C’è spazio per una poesia più intima e raccolta in “Reggae fi Radni” (per lo storico e militante guyanese Walter Rodney, assassinato dall’esercito nel 1980) e soprattutto “Reggae fi Dada” (per il padre di Linton, morto nel 1982 dopo lunga malattia), in cui ancora una volta il piccolo è punto di partenza per raccontare il grande, la Giamaica in questo caso.
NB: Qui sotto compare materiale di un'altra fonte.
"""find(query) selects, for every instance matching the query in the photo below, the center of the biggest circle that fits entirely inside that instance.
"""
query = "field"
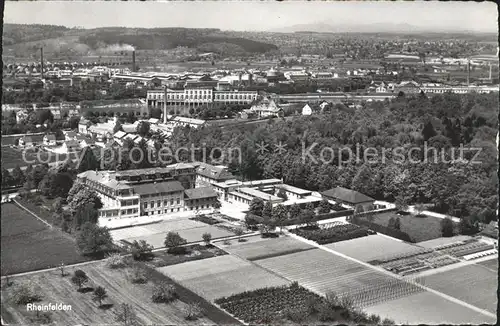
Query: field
(256, 247)
(429, 309)
(323, 272)
(473, 284)
(155, 234)
(373, 247)
(418, 228)
(221, 276)
(84, 311)
(28, 244)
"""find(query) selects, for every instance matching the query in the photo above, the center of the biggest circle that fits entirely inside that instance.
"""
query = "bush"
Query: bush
(137, 275)
(25, 293)
(192, 311)
(164, 293)
(115, 261)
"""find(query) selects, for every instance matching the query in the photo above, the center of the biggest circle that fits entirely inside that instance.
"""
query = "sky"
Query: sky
(254, 15)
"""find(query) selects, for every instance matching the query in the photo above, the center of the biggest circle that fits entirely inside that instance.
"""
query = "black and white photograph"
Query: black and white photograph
(249, 163)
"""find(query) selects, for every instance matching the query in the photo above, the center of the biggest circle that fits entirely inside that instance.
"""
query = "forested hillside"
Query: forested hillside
(443, 122)
(140, 38)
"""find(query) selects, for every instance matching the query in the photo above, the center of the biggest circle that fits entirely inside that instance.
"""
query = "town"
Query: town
(293, 176)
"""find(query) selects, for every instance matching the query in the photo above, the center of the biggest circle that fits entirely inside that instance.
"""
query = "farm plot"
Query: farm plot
(28, 244)
(221, 276)
(429, 309)
(256, 247)
(324, 272)
(373, 247)
(84, 311)
(155, 233)
(473, 284)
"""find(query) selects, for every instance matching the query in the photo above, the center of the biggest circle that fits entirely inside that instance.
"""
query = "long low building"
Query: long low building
(147, 192)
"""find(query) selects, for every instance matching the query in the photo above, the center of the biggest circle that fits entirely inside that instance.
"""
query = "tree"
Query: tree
(173, 241)
(164, 293)
(279, 215)
(447, 227)
(267, 211)
(94, 240)
(141, 250)
(207, 237)
(401, 204)
(282, 194)
(143, 128)
(324, 207)
(428, 131)
(126, 315)
(100, 294)
(87, 161)
(117, 127)
(79, 278)
(256, 206)
(419, 208)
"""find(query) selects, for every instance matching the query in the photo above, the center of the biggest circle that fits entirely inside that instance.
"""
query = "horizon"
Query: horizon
(448, 17)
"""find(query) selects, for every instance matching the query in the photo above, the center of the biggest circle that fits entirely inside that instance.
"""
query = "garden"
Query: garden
(293, 304)
(331, 232)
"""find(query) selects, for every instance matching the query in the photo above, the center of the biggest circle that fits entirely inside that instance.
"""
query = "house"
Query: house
(309, 109)
(70, 146)
(70, 135)
(49, 140)
(83, 126)
(21, 116)
(26, 141)
(349, 197)
(266, 108)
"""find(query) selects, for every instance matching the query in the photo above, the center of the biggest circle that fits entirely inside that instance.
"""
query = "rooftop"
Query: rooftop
(198, 193)
(157, 188)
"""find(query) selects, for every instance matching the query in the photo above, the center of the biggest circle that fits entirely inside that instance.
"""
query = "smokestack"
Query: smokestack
(133, 61)
(41, 62)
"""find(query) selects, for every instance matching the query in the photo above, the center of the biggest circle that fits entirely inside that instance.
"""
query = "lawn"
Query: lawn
(418, 228)
(56, 289)
(222, 276)
(256, 247)
(373, 247)
(428, 309)
(323, 272)
(474, 284)
(155, 233)
(28, 244)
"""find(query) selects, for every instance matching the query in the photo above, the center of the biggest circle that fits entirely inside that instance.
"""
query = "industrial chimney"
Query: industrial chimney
(133, 61)
(41, 62)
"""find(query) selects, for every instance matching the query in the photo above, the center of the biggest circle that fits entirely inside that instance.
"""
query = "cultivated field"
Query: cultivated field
(155, 234)
(373, 247)
(323, 272)
(256, 247)
(28, 244)
(418, 228)
(428, 308)
(84, 311)
(221, 276)
(491, 264)
(473, 284)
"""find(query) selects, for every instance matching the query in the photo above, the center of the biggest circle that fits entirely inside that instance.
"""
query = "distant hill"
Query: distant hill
(16, 36)
(401, 28)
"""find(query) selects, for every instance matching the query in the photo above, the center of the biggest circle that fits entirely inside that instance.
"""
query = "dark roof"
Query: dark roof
(213, 172)
(198, 193)
(347, 195)
(157, 188)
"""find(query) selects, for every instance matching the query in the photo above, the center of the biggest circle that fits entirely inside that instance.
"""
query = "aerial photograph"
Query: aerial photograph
(249, 163)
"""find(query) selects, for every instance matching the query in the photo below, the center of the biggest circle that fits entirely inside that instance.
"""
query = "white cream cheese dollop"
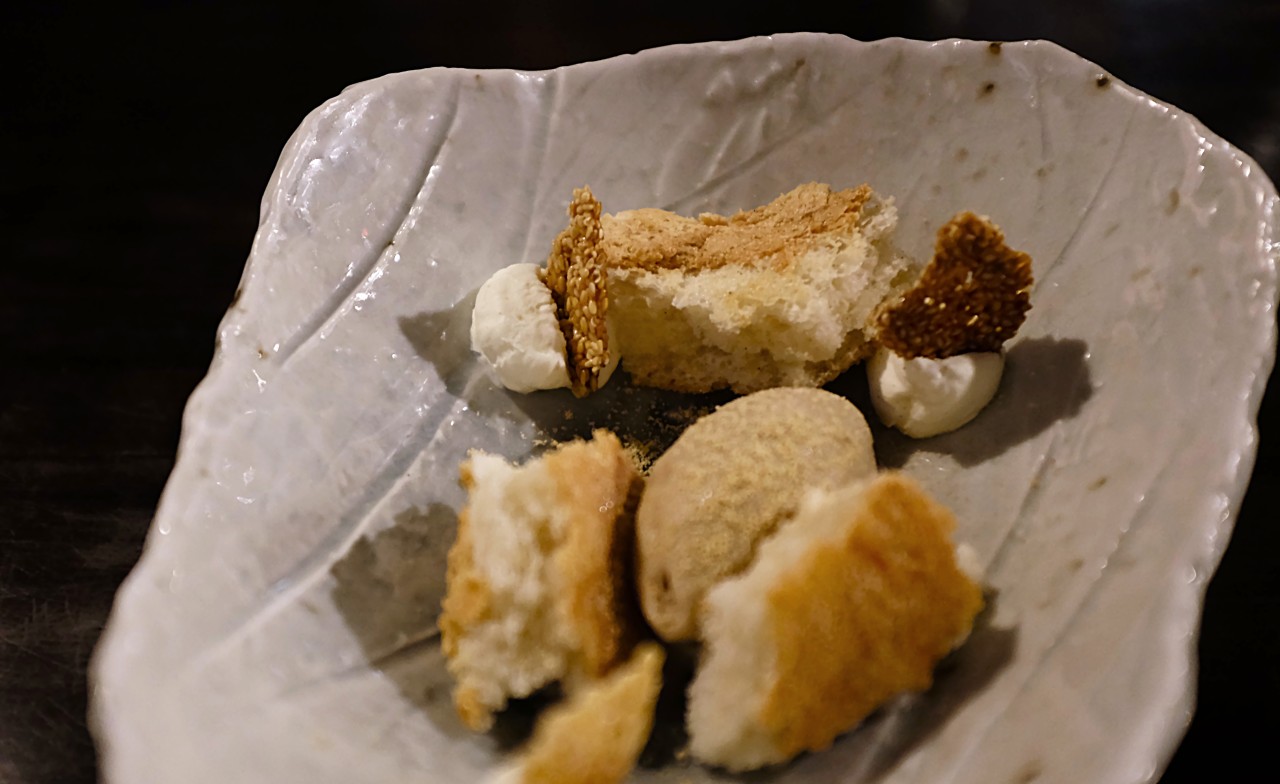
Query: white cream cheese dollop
(513, 328)
(926, 397)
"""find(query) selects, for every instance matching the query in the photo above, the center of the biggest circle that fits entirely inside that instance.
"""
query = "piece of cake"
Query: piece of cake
(597, 735)
(727, 483)
(539, 583)
(846, 606)
(782, 295)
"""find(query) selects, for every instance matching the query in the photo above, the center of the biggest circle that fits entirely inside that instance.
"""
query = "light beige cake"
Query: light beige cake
(539, 584)
(849, 605)
(727, 483)
(778, 296)
(597, 735)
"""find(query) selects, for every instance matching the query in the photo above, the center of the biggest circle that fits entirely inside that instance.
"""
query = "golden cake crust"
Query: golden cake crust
(598, 482)
(771, 235)
(597, 737)
(903, 604)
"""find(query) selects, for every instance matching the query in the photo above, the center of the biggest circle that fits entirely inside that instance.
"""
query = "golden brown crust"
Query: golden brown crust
(594, 486)
(973, 296)
(467, 602)
(727, 483)
(896, 602)
(598, 735)
(769, 235)
(598, 483)
(575, 274)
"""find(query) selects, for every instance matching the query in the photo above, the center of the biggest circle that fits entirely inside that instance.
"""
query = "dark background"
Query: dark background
(136, 146)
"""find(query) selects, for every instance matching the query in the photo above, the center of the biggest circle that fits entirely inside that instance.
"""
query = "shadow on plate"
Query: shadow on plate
(388, 589)
(647, 420)
(1046, 381)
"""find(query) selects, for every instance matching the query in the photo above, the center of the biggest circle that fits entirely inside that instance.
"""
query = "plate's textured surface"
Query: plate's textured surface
(279, 624)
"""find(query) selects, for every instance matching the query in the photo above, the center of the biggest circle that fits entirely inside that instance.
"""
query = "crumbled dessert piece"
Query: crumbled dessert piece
(973, 296)
(728, 482)
(539, 582)
(575, 274)
(597, 735)
(781, 295)
(850, 604)
(771, 235)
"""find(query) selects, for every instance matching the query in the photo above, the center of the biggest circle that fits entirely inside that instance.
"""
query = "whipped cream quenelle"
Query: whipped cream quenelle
(926, 397)
(513, 328)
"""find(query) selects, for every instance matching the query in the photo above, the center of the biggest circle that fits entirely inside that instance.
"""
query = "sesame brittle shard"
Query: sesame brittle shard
(973, 296)
(575, 276)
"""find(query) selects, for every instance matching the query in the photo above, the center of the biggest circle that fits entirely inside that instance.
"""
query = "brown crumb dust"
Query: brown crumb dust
(575, 274)
(973, 296)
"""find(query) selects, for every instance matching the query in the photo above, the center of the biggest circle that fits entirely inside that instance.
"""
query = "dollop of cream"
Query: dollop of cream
(926, 397)
(513, 328)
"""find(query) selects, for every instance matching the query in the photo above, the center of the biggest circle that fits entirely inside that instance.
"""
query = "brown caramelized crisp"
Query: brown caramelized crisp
(575, 274)
(973, 296)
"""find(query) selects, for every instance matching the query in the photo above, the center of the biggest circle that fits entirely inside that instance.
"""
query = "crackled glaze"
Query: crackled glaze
(280, 623)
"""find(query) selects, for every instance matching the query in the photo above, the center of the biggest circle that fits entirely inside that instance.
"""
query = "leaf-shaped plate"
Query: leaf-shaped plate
(279, 625)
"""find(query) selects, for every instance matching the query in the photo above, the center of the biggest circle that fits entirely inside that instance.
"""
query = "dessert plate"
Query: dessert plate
(280, 623)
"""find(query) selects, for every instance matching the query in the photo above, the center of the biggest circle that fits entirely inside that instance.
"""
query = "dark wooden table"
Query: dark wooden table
(136, 147)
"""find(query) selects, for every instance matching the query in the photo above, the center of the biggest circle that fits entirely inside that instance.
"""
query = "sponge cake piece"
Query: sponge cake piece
(597, 735)
(728, 482)
(849, 605)
(778, 296)
(539, 578)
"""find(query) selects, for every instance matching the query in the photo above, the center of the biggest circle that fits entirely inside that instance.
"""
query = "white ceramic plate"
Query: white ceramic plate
(278, 627)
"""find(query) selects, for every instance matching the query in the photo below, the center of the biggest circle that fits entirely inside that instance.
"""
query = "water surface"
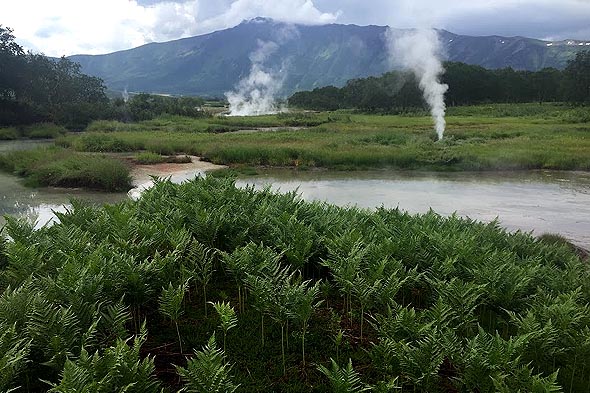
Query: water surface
(539, 201)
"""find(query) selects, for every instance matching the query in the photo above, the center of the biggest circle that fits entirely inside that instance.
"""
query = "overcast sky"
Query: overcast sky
(66, 27)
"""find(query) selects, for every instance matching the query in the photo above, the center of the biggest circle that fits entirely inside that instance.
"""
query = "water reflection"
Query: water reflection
(543, 201)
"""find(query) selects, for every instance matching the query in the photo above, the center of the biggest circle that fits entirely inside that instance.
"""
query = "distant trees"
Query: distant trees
(36, 88)
(397, 91)
(577, 78)
(147, 106)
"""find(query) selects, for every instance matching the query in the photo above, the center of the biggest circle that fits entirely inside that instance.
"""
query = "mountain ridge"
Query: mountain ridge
(309, 56)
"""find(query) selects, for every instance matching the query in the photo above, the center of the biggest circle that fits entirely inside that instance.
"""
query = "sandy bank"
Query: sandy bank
(142, 174)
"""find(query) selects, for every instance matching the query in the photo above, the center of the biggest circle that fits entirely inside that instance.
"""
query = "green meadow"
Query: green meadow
(494, 137)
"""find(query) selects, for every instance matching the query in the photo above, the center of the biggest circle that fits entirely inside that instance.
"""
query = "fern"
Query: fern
(343, 380)
(171, 305)
(14, 352)
(207, 372)
(117, 369)
(228, 318)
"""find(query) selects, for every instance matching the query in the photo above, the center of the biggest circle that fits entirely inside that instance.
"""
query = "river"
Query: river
(539, 201)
C’è la cronaca nera, in tutti i sensi, di “New Craaas Massahkah” e dei suoi tredici giovani morti per un incendio dalle origini mai chiarite durante una festa di compleanno, quasi tutta recitata senza musica.
“Di Great Insohreckshan”, roba quasi da deejay vecchia maniera, chiude il cerchio aperto da “All We Doin Is Defendin” e “celebra un evento importante nella storia dei neri in Gran Bretagna, la rivolta di Brixton dell’aprile 1981, quando giovani neri supportati da bianchi si lanciarono in violente proteste contro la polizia britannica”. Tanti saluti a chi si aspettava magari un Linton pacificato con l’età e la popolarità. La title-track ne approfondisce il messaggio, inserendo la “grande insurrezione” in un quadro più ampio insieme agli scontri di Bristol del 1980, e a quelli fra National Front e giovani di origine asiatica di Southall del 1979.
Poetry as agitation and cogitation, come sempre.